Payment of Withholding Taxes.  Prior to purchase of the Option in connection with the Award that results in any domestic or foreign tax withholding obligation, whether national, federal, state or local, including any social tax obligation, you must arrange for the satisfaction of the minimum amount of such tax withholding obligation, as required, in a manner acceptable to the Company.  You are responsible for obtaining professional advice as appropriate.  You shall be notified by UBS of any minimum tax withholding obligation.  You have the option of satisfying your minimum tax withholding obligation in one of two ways: 
i.
By Surrendering Shares.  Unless you choose to satisfy the minimum tax withholding obligation by some other means in accordance with clause (ii) below, your acceptance of this Award constitutes your instruction and authorization to the Company and UBS to withhold a whole number of Shares from those Shares issuable to you as the Company and UBS determine to be appropriate to satisfy your minimum tax withholding obligation upon purchase of the Options pursuant to this Award.       
ii.
By Check (U.S. participants only), Wire Transfer or Other Means.  You may elect to satisfy your minimum tax withholding obligation by remitting to UBS as instructed an amount that the Company and UBS determine is sufficient to satisfy the minimum tax withholding obligation.
6.
Plan Information.    You agree to receive stockholder information, including copies of any annual report, proxy statement and other periodic reports, from the Investor Relations section of http://www.wiley.com.  You acknowledge that copies of the Plan and stockholder information are available upon written or telephonic request to the Corporate Secretary.

7.
Limitation on Rights; No Right to Future Grants; Extraordinary Item.
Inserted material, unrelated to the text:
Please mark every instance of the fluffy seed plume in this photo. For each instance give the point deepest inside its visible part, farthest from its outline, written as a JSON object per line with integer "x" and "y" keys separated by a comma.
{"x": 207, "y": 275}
By entering into this Agreement and accepting the Option, you acknowledge that: (a) the Plan is discretionary and may be modified, suspended or terminated by the Company at any time as provided in the Plan; (b) the grant of the Option is a one-time benefit and does not create any contractual or other right to receive future grants of awards or benefits in lieu of awards; (c) all determinations with respect to any such future grants, including, but not limited to, the times when awards shall be granted, the number of shares subject to each award, the award price, if any, and the time or times when each award shall be settled, shall be at the sole discretion of the Company; (d) your participation in the Plan is voluntary; (e) the value of this Option on an ongoing basis is an extraordinary item which is outside the scope of your terms of employment or your employment contract, if any; (f) except as otherwise provided for in any Employment Agreement you may participate in, the Option is not part of normal or expected compensation for any purpose, including without limitation for calculating any benefits, severance, resignation, termination, redundancy, end of service payments, bonuses, long-service awards, pension or retirement benefits or similar payments; (g) the future value of the Common Stock subject to the Award is unknown and cannot be predicted with certainty, (h) neither the Plan, the Option nor the issuance of the Shares confers upon you any right to continue in the employ of (or any other relationship with) the Company or any Subsidiary, nor do they limit in any respect the right of the Company or any Subsidiary to terminate your employment or other relationship with the Company or any Subsidiary, as the case may be, at any time.
8.
Acceptance and Acknowledgment.   I accept and agree to the terms of the Option described in this Agreement and in the Plan, acknowledge receipt of a copy of this Agreement and the Plan, and acknowledge that I have read them carefully and that I fully understand their contents.